A questão de escolher qual é o grupo que é prioritário ou não para receber as primeiras vacinações é uma escolha do governo, ou seja, uma escolha política dentro de parâmetros técnico-científicos. É o poder Executivo que tem o legítimo direito constitucional de administrar essas questões... Não é o Poder Judiciário. Então veja, o governo deve escolher esse grupo prioritário de acordo com elementos objetivos, elementos científicos, estatísticos e proporcionais que indiquem razoavelmente que aquele grupo escolhido tem uma prioridade em relação a um outro – e quando eu falo governo me refiro ao Município. O Poder Judiciário na minha modesta opinião não deve interferir em decisões de caráter político sem que se balize em critérios de legalidade.
O senhor já disputou uma vaga no Tribunal de Contas do Estado (TCE) e possui uma carreira sólida e atuante a Justiça em MT, quais os planos do Juiz Eduardo Calmon para o futuro, pretende concorrer a uma vaga institucional ou até um cargo eletivo na política?

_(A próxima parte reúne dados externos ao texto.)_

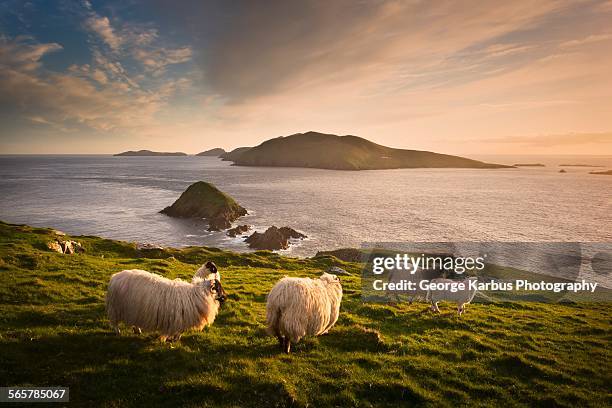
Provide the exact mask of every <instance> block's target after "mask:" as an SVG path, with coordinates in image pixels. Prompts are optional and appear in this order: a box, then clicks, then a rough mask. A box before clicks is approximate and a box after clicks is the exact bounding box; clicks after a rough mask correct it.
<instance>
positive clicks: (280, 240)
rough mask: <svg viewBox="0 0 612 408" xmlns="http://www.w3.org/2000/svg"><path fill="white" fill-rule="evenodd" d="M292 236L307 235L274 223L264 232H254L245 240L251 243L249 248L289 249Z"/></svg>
mask: <svg viewBox="0 0 612 408" xmlns="http://www.w3.org/2000/svg"><path fill="white" fill-rule="evenodd" d="M290 238H299V239H303V238H306V235H304V234H301V233H299V232H297V231H296V230H294V229H292V228H289V227H282V228H277V227H275V226H274V225H273V226H271V227H270V228H268V229H267V230H266V231H265V232H264V233H260V232H254V233H253V234H251V235H250V236H249V237H248V238H247V239H246V240H245V242H247V243H248V244H249V248H253V249H269V250H272V251H273V250H277V249H287V248H289V239H290Z"/></svg>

Meu sonho sempre foi a carreira da magistratura. Sempre me dediquei na faculdade para ingressar no concurso da magistratura. Fui juiz no estado de São Paulo e tive a oportunidade de passar no concurso do Tribunal Regional Federal para juiz federal substituto da terceira região que abrange São Paulo e Mato Grosso do Sul. Sou muito feliz em ser juiz aqui no estado de Mato Grosso, foi uma escolha minha, uma escolha pessoal e sou muito feliz aqui. Posso afirmar com serenidade que, aos 44 anos de vida, o Estado pelo qual mais tempo permaneci foi o Estado de Mato Grosso. Foi neste Estado que me realizei como juiz, tive meus filhos e constituí minha família mato-grossense. Então tenho um carinho enorme pelo Estado. Não tenho qualquer desejo ou aspiração a qualquer tipo de cargo político, muito menos de mandato eletivo.

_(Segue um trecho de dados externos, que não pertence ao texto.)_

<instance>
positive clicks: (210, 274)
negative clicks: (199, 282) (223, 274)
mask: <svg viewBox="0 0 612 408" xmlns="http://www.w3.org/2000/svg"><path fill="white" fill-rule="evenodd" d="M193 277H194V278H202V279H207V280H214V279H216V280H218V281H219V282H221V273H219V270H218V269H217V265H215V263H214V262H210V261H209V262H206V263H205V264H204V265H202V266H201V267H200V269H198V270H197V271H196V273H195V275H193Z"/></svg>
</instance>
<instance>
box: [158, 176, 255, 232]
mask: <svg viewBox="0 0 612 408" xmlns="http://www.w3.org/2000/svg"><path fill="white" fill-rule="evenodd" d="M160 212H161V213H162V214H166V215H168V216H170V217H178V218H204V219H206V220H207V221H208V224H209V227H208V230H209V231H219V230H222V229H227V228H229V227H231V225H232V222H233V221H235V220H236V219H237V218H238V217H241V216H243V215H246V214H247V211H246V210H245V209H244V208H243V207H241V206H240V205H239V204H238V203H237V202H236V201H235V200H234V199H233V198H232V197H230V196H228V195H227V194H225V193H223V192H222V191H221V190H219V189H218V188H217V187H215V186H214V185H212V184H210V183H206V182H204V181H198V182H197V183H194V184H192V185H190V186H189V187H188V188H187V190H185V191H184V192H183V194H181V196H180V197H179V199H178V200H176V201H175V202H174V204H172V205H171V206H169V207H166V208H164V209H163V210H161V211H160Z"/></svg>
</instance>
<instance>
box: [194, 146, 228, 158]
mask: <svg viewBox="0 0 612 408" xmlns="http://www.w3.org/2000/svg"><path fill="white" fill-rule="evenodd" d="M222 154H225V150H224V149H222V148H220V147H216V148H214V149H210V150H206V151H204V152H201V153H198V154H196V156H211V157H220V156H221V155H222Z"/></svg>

Pretendo também continuar na vida acadêmica junto com a magistratura, que é a atividade que a legislação me permite unicamente acumular, ou seja, a atividade de professor universitário. E, eu me realizo também na atividade da docência, porque passo a experiência, toda a bagagem de estudo que eu me dediquei à vida inteira para os novos e futuros juízes, promotores, advogados, pessoas que vão contribuir para a sociedade mato-grossense. Então, a minha contribuição à sociedade é tanto no exercício da atividade da magistratura, a qual é minha atividade principal e que eu me dedico a maior parte no meu tempo e, à atividade de docência que é uma satisfação pessoal. Eu gosto de ensinar e fazer com que aquelas pessoas tenham uma visão crítica da sociedade. Que possam contribuir ainda mais para que tenhamos todos um futuro melhor para o Estado de Mato Grosso. Deixo claro que nunca tive nenhum tipo de pretensão política e não é meu viés, não é a minha preferência e não é a minha inspiração.
Uma mensagem ao leitor do FocoCidade...
Quero agradecer a gentileza e a satisfação de responder esses questionamentos. Acho que é importante a sociedade conhecer o trabalho de um juiz. É importante a sociedade conhecer as ações e as dificuldades que o Judiciário enfrentou nessa pandemia e a seriedade com a qual os juízes do Estado de Mato Grosso tratam o interesse público. Coloco-me à disposição. Quero novamente deixar registrado aqui meus agradecimentos e como acho importante a sociedade conhecer o trabalho do Poder Judiciário função indispensável à manutenção do Estado Democrático de Direito.